Grant writing is a core fundraising skill in the nonprofit, academic, and policy-research sectors. A grant proposal typically translates an organization's mission and a specific project plan into a structured document that a funder can evaluate against its own priorities, eligibility rules, and reporting requirements.
Most proposals share a recognizable architecture: an executive summary, a statement of need (often backed by data), project goals and measurable objectives, a methodology or workplan, an evaluation plan, organizational capacity, a detailed budget with narrative, and sustainability language describing what happens after the grant period ends. Funders increasingly expect logic models or theories of change, particularly for multi-year awards.

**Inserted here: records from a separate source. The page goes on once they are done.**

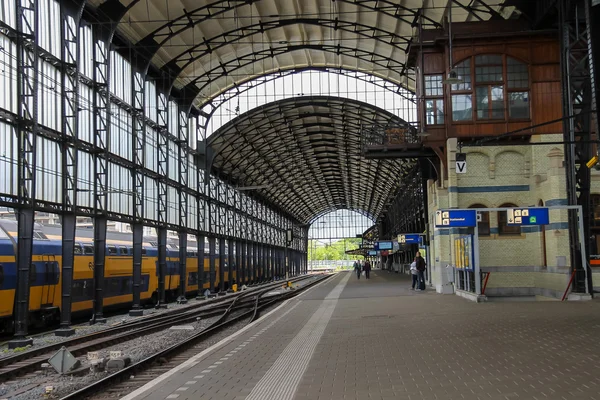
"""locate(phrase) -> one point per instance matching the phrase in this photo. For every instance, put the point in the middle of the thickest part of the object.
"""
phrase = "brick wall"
(496, 176)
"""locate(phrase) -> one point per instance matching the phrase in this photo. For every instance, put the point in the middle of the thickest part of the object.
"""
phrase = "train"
(46, 268)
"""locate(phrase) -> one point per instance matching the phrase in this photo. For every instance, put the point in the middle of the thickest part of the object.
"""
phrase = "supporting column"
(211, 262)
(181, 299)
(99, 259)
(162, 266)
(200, 267)
(232, 265)
(138, 239)
(222, 263)
(261, 264)
(238, 263)
(24, 250)
(68, 258)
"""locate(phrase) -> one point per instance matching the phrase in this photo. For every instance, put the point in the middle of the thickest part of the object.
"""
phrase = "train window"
(193, 278)
(32, 274)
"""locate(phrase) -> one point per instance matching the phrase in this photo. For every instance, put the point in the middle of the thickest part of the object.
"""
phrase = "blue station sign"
(409, 238)
(387, 245)
(528, 216)
(455, 218)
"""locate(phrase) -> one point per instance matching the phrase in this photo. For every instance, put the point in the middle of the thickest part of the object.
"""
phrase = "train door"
(50, 271)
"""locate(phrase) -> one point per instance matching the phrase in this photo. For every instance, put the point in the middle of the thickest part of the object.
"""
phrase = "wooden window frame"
(506, 91)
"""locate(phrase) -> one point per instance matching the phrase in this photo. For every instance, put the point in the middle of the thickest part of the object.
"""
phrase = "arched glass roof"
(304, 155)
(350, 85)
(339, 224)
(209, 46)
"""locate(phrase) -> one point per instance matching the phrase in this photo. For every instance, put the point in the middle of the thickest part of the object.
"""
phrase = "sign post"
(528, 216)
(410, 238)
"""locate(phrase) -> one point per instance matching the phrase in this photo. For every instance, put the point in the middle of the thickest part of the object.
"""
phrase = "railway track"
(22, 363)
(136, 375)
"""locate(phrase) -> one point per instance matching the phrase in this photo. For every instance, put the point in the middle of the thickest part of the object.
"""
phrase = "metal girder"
(194, 53)
(311, 132)
(182, 267)
(239, 89)
(199, 83)
(200, 266)
(27, 128)
(138, 236)
(211, 262)
(70, 15)
(222, 263)
(578, 80)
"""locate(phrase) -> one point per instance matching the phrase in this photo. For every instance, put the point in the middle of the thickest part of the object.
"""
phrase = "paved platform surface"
(376, 339)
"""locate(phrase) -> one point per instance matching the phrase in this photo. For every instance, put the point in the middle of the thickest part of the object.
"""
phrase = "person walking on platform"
(357, 269)
(420, 270)
(415, 274)
(367, 269)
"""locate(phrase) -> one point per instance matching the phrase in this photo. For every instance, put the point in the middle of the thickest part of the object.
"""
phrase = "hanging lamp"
(452, 78)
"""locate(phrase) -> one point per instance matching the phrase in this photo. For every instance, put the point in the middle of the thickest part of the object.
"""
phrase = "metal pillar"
(222, 264)
(27, 91)
(211, 262)
(138, 238)
(200, 267)
(238, 263)
(181, 299)
(68, 258)
(261, 262)
(162, 266)
(99, 259)
(579, 100)
(232, 264)
(253, 265)
(70, 103)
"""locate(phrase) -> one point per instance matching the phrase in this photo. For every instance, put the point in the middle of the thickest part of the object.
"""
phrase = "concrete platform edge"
(471, 296)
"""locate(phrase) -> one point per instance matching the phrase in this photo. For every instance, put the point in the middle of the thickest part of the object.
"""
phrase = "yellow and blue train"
(45, 273)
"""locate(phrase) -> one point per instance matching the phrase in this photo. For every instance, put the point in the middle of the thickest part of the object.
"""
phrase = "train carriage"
(46, 274)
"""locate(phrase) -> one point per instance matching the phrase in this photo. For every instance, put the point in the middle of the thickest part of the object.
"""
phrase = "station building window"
(595, 202)
(434, 100)
(503, 228)
(483, 226)
(494, 87)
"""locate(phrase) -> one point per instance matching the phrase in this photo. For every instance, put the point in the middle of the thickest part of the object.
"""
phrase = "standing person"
(357, 269)
(367, 269)
(415, 274)
(420, 270)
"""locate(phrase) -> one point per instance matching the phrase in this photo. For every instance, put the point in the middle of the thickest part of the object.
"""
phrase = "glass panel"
(518, 105)
(462, 107)
(433, 85)
(517, 74)
(482, 100)
(463, 70)
(497, 102)
(488, 74)
(440, 111)
(430, 112)
(488, 59)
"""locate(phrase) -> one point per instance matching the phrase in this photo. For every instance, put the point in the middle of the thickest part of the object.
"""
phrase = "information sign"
(409, 238)
(528, 216)
(383, 245)
(455, 218)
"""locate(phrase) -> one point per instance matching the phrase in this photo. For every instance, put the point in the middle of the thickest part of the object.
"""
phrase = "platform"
(376, 339)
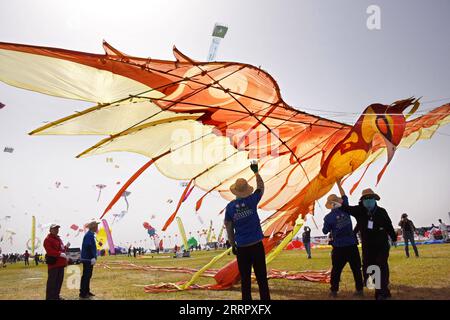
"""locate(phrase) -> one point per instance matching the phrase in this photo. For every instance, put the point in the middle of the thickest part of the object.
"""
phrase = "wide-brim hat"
(332, 198)
(54, 225)
(241, 188)
(369, 194)
(92, 222)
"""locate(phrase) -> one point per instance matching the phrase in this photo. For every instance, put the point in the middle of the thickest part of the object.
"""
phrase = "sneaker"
(358, 293)
(333, 294)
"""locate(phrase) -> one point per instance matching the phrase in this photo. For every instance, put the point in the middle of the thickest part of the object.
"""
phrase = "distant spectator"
(306, 239)
(408, 230)
(88, 258)
(444, 230)
(56, 261)
(26, 257)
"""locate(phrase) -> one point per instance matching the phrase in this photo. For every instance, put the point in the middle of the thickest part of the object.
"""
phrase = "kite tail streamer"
(202, 270)
(183, 233)
(33, 234)
(131, 180)
(109, 236)
(208, 237)
(220, 233)
(126, 200)
(381, 173)
(172, 216)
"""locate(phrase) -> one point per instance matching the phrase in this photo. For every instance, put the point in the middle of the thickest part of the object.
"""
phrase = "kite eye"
(383, 126)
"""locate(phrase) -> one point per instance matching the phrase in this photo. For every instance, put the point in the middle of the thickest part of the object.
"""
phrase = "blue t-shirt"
(338, 222)
(243, 213)
(89, 247)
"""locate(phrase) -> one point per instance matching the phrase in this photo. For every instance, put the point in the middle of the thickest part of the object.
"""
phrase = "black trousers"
(409, 237)
(339, 258)
(86, 278)
(377, 256)
(247, 257)
(54, 283)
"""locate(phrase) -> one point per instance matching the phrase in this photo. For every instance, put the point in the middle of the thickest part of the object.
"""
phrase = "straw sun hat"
(241, 188)
(369, 194)
(332, 198)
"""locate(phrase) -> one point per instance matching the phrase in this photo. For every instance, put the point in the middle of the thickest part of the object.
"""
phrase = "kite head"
(390, 122)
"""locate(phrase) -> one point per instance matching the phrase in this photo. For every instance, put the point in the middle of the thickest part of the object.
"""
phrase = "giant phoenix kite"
(230, 111)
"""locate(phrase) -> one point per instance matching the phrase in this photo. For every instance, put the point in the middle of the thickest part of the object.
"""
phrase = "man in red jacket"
(56, 261)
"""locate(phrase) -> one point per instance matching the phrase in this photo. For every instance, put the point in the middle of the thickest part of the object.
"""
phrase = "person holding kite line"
(245, 234)
(408, 230)
(88, 258)
(345, 244)
(56, 262)
(375, 228)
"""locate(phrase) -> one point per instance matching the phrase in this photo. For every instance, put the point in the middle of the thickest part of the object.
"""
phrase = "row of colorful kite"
(232, 107)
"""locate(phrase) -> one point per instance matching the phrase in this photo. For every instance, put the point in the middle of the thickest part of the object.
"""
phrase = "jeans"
(54, 283)
(339, 257)
(410, 237)
(247, 257)
(377, 255)
(308, 248)
(86, 278)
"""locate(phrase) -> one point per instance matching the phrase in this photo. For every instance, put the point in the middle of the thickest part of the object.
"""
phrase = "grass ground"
(425, 278)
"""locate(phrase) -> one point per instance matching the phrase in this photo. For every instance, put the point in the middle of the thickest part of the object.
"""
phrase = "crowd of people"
(12, 258)
(373, 230)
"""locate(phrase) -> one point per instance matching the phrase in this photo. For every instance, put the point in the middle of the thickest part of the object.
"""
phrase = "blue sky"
(321, 53)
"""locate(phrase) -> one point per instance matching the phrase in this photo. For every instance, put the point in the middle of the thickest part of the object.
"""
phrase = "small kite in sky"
(229, 106)
(100, 187)
(125, 194)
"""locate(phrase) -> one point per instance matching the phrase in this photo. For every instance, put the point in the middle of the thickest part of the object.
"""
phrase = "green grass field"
(427, 277)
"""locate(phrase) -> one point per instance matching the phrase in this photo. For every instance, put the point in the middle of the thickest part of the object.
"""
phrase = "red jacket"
(54, 247)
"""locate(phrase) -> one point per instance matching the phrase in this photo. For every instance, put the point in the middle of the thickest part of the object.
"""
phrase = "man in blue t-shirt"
(345, 245)
(245, 234)
(88, 258)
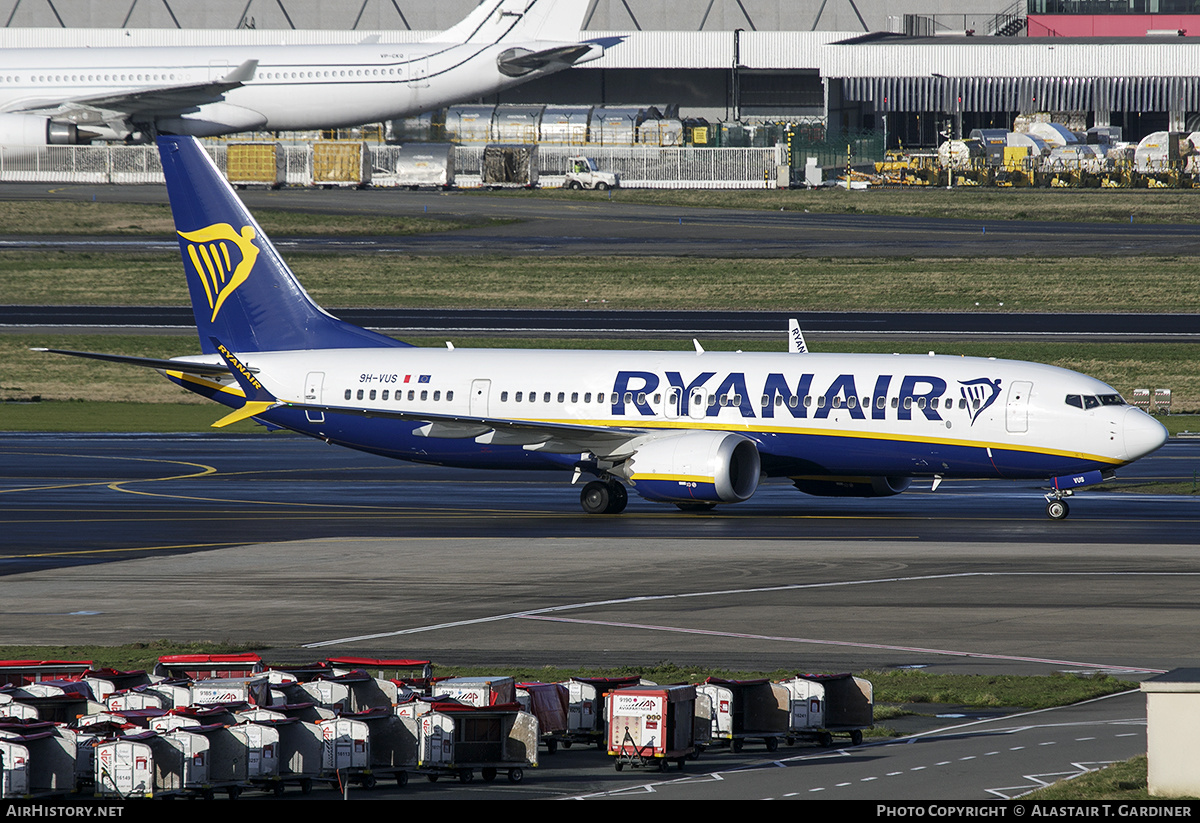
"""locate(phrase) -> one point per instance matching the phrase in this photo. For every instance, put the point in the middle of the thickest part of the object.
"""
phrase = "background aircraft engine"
(852, 486)
(30, 130)
(697, 467)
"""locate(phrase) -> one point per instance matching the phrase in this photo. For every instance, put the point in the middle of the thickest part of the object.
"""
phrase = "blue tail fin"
(243, 292)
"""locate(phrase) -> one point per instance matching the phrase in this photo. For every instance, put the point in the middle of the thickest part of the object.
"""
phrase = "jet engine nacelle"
(694, 467)
(29, 130)
(852, 486)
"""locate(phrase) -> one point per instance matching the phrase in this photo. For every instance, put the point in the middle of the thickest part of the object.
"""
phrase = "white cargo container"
(133, 767)
(255, 689)
(480, 691)
(827, 704)
(346, 744)
(15, 768)
(300, 751)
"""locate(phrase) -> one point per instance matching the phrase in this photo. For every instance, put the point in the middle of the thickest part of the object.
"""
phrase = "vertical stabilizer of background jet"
(519, 20)
(243, 292)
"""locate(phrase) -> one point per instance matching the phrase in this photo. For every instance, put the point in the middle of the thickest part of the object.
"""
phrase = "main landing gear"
(604, 497)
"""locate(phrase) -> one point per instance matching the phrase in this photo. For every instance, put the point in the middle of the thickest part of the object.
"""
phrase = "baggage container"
(651, 726)
(827, 704)
(47, 763)
(256, 164)
(133, 698)
(510, 166)
(144, 766)
(455, 740)
(480, 691)
(346, 745)
(341, 163)
(300, 751)
(748, 710)
(250, 689)
(208, 666)
(393, 746)
(23, 672)
(549, 703)
(241, 756)
(423, 164)
(106, 680)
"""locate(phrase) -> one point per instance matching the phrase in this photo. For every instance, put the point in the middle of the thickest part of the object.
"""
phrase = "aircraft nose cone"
(1143, 433)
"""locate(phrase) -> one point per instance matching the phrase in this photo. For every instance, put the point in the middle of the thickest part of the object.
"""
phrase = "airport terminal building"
(912, 73)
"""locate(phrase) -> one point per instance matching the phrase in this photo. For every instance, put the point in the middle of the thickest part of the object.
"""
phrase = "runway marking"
(114, 551)
(547, 614)
(112, 484)
(886, 647)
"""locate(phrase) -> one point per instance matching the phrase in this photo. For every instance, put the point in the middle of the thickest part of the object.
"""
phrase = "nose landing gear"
(1057, 508)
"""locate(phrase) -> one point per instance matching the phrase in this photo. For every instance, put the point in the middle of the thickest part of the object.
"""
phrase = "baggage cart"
(587, 708)
(823, 706)
(454, 740)
(652, 726)
(748, 710)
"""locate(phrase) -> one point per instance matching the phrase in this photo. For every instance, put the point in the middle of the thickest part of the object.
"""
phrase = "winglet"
(258, 398)
(796, 337)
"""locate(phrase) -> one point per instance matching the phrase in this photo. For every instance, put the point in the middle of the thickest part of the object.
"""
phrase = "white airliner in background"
(75, 95)
(689, 428)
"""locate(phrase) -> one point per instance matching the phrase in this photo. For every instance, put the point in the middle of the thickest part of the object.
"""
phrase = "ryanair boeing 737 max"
(694, 430)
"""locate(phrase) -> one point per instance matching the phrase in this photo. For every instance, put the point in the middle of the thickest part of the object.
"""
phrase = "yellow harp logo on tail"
(220, 271)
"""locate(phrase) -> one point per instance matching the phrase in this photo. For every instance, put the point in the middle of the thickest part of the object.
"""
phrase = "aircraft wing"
(606, 442)
(142, 103)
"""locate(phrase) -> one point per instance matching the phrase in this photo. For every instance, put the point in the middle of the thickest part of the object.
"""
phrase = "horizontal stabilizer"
(519, 61)
(148, 362)
(249, 410)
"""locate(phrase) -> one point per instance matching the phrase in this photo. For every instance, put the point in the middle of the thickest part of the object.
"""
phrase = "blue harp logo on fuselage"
(222, 258)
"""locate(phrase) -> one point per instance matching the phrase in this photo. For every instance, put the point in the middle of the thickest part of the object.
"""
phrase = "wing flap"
(535, 434)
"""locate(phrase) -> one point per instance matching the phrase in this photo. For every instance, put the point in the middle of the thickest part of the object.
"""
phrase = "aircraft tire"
(1057, 510)
(595, 498)
(618, 498)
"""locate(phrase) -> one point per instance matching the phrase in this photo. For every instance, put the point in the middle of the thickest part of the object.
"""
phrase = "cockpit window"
(1093, 401)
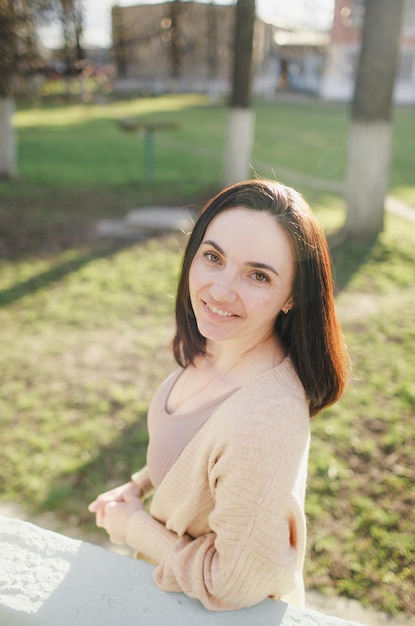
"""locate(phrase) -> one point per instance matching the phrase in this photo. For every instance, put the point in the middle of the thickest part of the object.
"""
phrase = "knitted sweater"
(226, 525)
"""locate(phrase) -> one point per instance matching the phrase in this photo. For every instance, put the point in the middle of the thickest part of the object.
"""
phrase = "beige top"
(169, 433)
(226, 524)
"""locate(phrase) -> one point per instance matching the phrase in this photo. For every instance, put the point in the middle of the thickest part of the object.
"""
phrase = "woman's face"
(241, 276)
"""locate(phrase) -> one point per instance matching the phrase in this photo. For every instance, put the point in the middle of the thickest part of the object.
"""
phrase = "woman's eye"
(212, 257)
(261, 278)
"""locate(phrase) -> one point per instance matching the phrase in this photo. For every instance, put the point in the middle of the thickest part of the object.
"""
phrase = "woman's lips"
(218, 311)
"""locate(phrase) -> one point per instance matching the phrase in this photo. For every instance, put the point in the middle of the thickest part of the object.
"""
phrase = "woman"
(260, 352)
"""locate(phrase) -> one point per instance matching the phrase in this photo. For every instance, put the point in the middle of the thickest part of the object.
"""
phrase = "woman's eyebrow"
(209, 242)
(254, 264)
(262, 266)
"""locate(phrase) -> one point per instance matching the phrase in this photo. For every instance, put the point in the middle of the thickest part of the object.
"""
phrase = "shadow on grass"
(348, 256)
(112, 465)
(54, 274)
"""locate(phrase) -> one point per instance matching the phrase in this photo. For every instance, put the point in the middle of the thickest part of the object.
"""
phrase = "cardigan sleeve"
(143, 481)
(255, 544)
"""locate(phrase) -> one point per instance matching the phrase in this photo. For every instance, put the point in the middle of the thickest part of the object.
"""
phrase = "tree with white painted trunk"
(240, 128)
(369, 149)
(8, 163)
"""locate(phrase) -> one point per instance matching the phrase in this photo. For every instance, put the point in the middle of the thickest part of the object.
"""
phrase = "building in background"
(188, 46)
(343, 54)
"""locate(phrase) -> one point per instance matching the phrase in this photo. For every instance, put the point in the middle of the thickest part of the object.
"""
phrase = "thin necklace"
(222, 375)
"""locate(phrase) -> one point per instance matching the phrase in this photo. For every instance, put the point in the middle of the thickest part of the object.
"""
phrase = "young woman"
(259, 351)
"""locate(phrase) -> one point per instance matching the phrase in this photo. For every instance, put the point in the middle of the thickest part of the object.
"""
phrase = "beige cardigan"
(227, 522)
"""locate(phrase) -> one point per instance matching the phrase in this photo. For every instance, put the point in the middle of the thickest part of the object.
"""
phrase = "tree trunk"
(369, 146)
(8, 167)
(240, 131)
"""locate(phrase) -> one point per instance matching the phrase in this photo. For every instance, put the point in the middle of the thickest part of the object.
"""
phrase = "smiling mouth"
(219, 312)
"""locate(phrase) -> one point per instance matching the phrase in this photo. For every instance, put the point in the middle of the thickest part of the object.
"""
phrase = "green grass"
(87, 324)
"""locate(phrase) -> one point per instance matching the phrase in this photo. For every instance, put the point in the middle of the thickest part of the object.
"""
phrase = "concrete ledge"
(47, 578)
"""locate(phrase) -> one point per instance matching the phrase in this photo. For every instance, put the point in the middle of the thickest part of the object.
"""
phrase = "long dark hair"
(310, 332)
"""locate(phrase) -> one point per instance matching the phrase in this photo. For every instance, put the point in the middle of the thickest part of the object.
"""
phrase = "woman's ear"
(288, 305)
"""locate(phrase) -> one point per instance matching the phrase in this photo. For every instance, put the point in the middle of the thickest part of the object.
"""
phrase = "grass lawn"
(87, 324)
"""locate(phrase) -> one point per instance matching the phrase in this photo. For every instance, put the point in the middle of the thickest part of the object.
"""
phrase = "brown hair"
(310, 332)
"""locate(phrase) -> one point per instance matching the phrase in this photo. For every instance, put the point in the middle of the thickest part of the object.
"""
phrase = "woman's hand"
(118, 494)
(117, 516)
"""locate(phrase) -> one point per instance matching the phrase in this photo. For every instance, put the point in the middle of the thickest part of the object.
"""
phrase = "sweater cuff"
(149, 537)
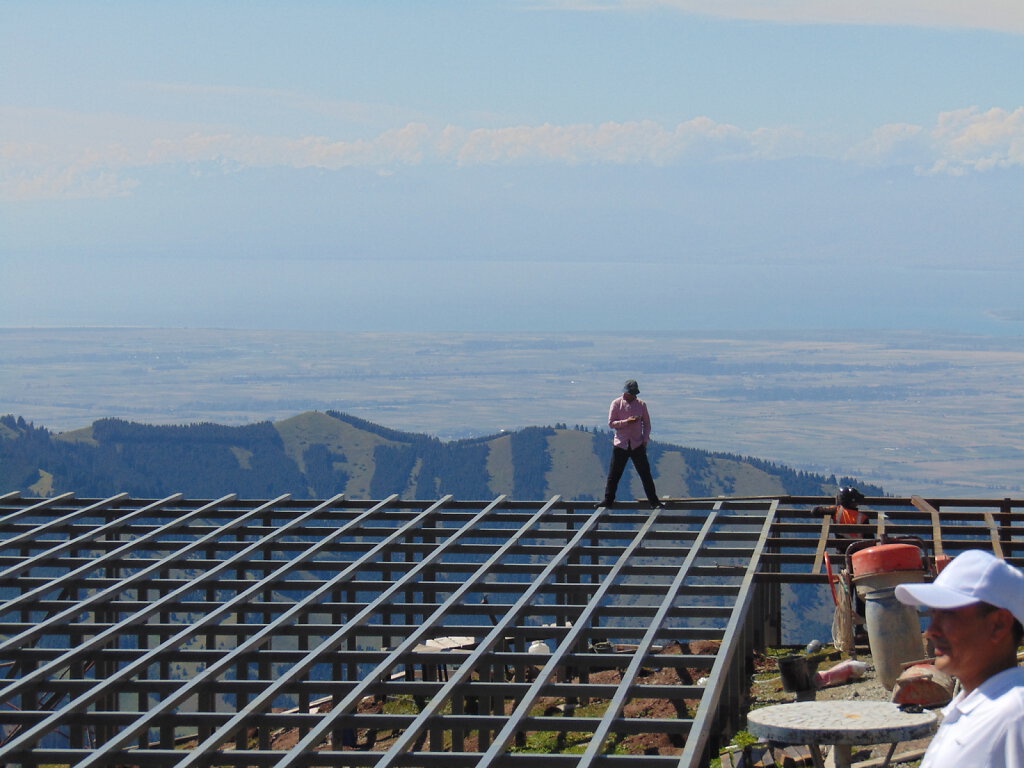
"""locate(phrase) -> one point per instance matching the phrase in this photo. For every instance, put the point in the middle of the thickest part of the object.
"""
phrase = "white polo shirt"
(984, 728)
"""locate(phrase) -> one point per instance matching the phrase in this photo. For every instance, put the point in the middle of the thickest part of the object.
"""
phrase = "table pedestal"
(842, 724)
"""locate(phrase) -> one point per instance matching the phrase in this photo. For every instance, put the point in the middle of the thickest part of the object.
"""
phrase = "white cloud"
(102, 163)
(971, 139)
(999, 15)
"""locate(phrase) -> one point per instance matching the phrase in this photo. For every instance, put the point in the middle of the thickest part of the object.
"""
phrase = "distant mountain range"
(317, 455)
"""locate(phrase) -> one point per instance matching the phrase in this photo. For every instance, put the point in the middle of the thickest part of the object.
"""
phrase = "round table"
(842, 724)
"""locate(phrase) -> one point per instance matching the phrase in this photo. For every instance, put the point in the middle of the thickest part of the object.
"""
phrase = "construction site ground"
(766, 688)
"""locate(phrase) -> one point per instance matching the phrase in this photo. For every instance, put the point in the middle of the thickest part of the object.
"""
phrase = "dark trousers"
(620, 457)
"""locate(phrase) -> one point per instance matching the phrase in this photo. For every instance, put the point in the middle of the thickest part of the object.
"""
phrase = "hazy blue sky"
(513, 165)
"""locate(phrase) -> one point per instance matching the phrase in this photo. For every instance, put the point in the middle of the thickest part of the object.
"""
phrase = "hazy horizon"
(916, 413)
(513, 165)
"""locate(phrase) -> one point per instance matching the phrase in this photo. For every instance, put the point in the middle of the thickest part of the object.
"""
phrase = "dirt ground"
(766, 688)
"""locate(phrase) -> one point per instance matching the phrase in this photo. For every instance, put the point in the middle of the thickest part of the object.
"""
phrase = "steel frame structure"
(194, 633)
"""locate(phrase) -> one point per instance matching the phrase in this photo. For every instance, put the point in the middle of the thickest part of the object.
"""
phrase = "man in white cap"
(977, 611)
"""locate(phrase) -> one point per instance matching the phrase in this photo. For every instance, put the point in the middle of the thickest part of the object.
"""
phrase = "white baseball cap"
(972, 577)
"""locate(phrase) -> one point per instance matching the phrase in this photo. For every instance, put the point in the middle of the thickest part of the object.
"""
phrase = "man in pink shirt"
(631, 421)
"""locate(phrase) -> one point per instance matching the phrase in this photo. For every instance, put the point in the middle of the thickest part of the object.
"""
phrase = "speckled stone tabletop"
(839, 723)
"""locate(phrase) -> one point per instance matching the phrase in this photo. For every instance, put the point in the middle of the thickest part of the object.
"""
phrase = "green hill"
(317, 455)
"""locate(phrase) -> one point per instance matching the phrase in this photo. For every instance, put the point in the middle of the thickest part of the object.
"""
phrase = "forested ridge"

The work is highly audience-driven. A proposal to a private foundation such as Ford, MacArthur, or Open Society is shaped by published program areas and invitation status. A proposal to a U.S. federal agency must conform to the Notice of Funding Opportunity (NOFO) published on Grants.gov and to the Uniform Guidance cost principles in 2 CFR Part 200. European Union funding under programs like Horizon Europe is submitted through the Funding & Tenders Portal and follows distinct evaluation criteria (excellence, impact, implementation).
For think tanks, IR researchers, and Model UN-affiliated nonprofits, grant writing is often how policy work gets financed. Common funders in this space include the Carnegie Corporation of New York, the Smith Richardson Foundation, the Hewlett Foundation, the United States Institute of Peace, and bilateral donors such as GIZ, Sida, and the FCDO. Each maintains distinct application cycles, page limits, and indirect-cost policies.
Strong grant writers do three things consistently: they align the proposal's language with the funder's stated theory of change, they make the budget defensible line by line, and they specify outputs and outcomes that can actually be measured and reported. Weak proposals usually fail not on idea quality but on fit, feasibility, or compliance with formatting rules.
Example
In 2023, the Stimson Center received multi-year support from the Carnegie Corporation of New York after submitting a proposal outlining its nuclear policy and Asia-Pacific security research agenda.
Frequently asked questions
Fundraising covers all revenue strategies, including individual giving, events, and corporate sponsorship. Grant writing is specifically the written-proposal channel aimed at institutional funders such as foundations and government agencies.